The availibility of unisex bathrooms at FHS

FHS currently has around 36 bathrooms, with two of them being unisex restrooms. The main gender-neutral bathroom is located on the lower level of the A-building. It requires a key to enter, which is available to access in the main office, no questions asked. 

While FHS does have unisex bathrooms, the students are sometimes uneducated on how to access them, whether it is due to the spread of misinformation or just from a fear to ask. The students may also feel uncomfortable using gender-assigned bathrooms and can feel trapped. The gender neutral bathrooms are far and few on the FHS campus. If they need to use the bathroom during class, some may have to walk across campus to the office to retrieve the key and then walk to the bathroom and back. 

For many, the unisex bathrooms on campus are a safe haven. 

“[It’s] only one person’s bathroom,” an anonymous FHS freshman said. “That just sounds like paradise to me, to be honest.” 

These issues and the benefits surrounding gender neutral bathrooms have not gone unnoticed.
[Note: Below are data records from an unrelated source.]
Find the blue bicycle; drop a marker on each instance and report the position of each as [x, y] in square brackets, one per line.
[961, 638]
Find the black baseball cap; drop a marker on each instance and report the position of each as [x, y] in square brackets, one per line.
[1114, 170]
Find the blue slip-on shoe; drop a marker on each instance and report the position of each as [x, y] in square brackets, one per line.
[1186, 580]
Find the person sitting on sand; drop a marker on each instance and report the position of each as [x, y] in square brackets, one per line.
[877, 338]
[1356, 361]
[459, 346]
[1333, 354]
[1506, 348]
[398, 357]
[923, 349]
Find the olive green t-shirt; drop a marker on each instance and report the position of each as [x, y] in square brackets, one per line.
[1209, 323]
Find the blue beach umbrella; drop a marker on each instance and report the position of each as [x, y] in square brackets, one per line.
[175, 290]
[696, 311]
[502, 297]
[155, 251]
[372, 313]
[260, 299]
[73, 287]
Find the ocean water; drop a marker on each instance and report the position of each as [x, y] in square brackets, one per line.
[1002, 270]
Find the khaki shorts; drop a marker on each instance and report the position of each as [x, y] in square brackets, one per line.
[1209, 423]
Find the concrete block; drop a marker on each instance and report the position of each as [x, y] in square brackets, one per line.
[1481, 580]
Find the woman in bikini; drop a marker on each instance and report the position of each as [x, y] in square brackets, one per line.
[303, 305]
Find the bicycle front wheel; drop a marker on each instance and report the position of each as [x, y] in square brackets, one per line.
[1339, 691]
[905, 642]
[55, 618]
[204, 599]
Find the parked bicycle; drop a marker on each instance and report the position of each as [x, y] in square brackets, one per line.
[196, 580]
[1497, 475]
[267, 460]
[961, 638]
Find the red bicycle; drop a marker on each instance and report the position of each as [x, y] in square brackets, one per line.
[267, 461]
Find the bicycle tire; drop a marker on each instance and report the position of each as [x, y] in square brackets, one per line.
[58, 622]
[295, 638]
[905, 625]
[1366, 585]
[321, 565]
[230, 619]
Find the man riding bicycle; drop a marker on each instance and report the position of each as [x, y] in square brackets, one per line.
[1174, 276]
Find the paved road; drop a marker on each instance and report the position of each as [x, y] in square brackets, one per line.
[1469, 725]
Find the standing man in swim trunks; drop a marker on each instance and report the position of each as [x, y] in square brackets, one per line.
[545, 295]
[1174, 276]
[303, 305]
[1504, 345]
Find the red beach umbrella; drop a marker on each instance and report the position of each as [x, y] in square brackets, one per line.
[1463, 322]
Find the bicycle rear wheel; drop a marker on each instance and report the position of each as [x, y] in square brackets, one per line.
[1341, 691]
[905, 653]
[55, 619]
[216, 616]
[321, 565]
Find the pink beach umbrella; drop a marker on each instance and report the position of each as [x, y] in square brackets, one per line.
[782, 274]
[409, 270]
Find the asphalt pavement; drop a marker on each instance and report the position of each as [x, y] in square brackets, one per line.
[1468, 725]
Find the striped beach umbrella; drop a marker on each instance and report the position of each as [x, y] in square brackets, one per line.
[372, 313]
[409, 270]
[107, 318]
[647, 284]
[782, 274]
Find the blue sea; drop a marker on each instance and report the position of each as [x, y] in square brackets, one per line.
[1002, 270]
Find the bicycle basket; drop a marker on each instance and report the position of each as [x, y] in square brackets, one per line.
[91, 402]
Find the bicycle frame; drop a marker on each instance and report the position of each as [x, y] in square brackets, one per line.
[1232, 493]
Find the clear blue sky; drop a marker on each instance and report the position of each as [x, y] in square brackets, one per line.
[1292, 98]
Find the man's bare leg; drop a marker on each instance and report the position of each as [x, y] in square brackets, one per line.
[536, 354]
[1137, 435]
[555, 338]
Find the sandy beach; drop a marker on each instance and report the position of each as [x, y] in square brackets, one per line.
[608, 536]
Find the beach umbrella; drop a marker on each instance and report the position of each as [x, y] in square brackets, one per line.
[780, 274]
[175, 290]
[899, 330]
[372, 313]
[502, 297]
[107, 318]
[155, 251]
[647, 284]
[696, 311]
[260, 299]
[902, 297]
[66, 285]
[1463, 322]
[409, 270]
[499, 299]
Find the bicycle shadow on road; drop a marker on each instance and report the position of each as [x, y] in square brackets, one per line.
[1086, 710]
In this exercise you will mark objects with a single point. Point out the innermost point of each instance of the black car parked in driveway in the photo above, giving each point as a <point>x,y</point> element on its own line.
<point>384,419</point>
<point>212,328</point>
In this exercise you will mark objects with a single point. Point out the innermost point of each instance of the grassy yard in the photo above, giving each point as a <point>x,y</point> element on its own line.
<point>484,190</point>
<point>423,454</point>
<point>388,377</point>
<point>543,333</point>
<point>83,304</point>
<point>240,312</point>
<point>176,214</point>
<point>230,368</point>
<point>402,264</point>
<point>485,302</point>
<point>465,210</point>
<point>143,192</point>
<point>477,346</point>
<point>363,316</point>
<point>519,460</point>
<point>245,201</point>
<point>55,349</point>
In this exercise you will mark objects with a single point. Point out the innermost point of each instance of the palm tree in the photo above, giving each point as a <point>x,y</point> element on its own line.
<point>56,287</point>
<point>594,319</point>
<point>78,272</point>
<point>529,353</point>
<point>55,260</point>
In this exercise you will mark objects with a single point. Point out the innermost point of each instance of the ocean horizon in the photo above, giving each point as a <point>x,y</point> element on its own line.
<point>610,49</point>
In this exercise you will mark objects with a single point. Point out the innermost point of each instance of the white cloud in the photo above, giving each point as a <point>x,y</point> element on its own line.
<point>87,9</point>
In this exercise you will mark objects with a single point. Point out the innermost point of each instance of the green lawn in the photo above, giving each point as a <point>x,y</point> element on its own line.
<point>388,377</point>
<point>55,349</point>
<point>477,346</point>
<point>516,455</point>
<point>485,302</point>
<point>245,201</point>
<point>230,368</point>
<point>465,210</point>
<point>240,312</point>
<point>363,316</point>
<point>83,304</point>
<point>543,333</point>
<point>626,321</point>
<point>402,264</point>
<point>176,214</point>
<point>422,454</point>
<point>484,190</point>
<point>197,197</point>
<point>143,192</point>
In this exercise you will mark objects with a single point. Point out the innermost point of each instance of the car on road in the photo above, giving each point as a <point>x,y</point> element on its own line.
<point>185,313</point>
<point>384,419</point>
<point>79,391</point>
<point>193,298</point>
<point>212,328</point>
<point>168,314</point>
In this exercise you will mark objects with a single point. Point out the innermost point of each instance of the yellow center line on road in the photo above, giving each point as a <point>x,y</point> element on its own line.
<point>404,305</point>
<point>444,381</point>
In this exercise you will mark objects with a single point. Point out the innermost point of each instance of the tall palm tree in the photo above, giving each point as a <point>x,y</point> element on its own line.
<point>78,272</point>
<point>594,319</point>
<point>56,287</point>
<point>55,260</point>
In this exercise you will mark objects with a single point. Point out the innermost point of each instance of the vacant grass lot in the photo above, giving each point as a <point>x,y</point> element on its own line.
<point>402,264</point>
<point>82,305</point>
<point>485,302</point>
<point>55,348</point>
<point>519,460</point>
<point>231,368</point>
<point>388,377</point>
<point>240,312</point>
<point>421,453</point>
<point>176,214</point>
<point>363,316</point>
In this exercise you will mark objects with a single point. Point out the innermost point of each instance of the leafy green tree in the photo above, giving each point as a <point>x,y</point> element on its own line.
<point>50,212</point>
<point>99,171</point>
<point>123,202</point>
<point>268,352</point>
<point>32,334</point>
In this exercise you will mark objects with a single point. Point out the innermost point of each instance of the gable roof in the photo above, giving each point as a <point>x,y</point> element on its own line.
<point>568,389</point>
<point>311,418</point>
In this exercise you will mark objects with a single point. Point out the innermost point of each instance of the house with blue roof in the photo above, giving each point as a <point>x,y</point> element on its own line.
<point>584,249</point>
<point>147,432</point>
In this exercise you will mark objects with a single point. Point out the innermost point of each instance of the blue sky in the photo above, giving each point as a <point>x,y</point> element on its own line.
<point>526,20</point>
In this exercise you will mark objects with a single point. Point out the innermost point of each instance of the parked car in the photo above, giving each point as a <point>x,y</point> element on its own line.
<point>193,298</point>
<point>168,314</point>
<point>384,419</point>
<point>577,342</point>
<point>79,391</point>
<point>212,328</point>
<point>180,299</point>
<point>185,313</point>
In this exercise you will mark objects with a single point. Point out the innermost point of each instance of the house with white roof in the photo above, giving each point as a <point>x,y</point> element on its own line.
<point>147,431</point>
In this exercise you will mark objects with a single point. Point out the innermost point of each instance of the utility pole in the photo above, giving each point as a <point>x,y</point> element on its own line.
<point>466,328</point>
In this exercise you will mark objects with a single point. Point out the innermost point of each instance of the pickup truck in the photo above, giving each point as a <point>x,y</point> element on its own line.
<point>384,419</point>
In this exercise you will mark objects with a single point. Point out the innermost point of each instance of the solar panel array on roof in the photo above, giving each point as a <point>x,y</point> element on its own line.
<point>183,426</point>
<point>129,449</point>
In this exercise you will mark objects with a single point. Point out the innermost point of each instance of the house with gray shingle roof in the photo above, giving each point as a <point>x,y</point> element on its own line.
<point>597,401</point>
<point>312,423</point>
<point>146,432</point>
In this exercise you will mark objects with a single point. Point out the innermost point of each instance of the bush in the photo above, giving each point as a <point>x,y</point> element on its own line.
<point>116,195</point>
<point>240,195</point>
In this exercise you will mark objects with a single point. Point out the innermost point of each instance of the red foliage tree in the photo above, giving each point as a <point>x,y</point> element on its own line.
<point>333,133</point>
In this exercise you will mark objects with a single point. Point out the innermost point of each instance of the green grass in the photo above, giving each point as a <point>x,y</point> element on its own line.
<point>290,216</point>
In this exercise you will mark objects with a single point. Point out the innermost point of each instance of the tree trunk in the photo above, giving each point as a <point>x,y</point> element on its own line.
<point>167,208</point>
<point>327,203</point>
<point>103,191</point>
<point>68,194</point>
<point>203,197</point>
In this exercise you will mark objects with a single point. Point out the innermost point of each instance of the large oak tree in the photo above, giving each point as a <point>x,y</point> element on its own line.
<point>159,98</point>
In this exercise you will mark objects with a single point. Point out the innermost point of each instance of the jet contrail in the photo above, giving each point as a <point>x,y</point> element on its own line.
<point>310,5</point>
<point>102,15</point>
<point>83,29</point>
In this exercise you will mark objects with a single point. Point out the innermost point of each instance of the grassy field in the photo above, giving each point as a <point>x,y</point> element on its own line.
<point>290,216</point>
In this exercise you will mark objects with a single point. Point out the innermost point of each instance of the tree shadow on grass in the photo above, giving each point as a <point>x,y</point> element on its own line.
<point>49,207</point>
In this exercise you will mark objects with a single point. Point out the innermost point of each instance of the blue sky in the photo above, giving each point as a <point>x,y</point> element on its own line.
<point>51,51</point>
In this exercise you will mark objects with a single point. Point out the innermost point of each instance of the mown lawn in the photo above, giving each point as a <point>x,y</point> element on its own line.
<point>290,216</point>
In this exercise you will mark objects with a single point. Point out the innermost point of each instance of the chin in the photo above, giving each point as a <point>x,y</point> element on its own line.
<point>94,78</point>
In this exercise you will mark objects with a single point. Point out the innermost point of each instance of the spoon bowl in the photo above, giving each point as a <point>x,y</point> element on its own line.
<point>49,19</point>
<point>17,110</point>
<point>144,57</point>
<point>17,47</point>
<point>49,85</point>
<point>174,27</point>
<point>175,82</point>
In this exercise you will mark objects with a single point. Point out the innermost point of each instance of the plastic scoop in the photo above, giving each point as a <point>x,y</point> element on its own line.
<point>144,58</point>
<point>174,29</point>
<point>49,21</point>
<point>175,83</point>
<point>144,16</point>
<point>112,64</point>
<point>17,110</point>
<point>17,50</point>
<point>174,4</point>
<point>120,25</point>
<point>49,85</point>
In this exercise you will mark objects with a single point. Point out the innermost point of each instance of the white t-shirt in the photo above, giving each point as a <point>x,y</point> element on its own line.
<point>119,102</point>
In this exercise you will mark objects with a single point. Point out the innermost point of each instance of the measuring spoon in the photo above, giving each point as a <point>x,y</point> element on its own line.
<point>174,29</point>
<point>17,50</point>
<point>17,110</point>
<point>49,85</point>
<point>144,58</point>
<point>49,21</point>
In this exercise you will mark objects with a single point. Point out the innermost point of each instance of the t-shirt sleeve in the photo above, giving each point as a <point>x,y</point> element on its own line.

The district has been working towards finding solutions to increase accessibility and facilities. At the moment, Monta Vista High School has three gender-neutral restrooms, while Cupertino High School and Lynbrook High School both have two. 

“We have the biggest campus, and next year we’ll have the most amount of students total,” FHS Dean Connor Smith said. “So in terms of gender neutral [bathrooms], I think we might be either exactly the same as everyone else or slightly behind, but we’re working to expand it.”

The districts efforts have been successful in expanding the availability of these bathrooms; however, some students want them to be more accessable.

“Our school should have more and they should be more easily accessible because there’s a lot of people who would benefit from using them,” FHS junior Wren Iswandhi said. “I don’t think that the reasons why [FHS] doesn’t have them are good enough. I know that other schools in the district have them without keys.”

Even though there are two gender neutral bathrooms at the moment, according to Smith that number will at least double over the next year

Another project FHS administration is working on is to create a gender-neutral locker room, an amenity that students at Homestead High School currently have access to.

The keys to FHS gender neutral bathrooms are easily available in the office, but it still requires students to actively seek them out instead of just walking into a bathroom. There are reasons to have the current system though, and even those who would rather not have the keys understand the administration’s reasoning.

“I see why they would want strict regulation,” the anonymous freshman said. “From what I experience in the bathrooms there are people doing beauty stuff in there or are just going in to vandalize it and just take up all the space and all the time.”

The keys create an extra barrier for students attempting to misuse the bathrooms, but also a barrier for those who want to use them properly. In fact, in past years, students have taken the restroom key and not returned it, meaning that for a period of time no one was able to use the bathroom. 

According to Smith it is a difficult balance to maintain, because they want the information about the bathrooms to get to people who need it, but also want to prevent misuse and keep those bathrooms up and running. Administration is still having difficulty with how much to advertise the existence of the bathrooms.

“I honestly struggle with that piece, publicizing it, because then in a way it outs anyone who uses that bathroom, because people see them going in and out,” Smith said.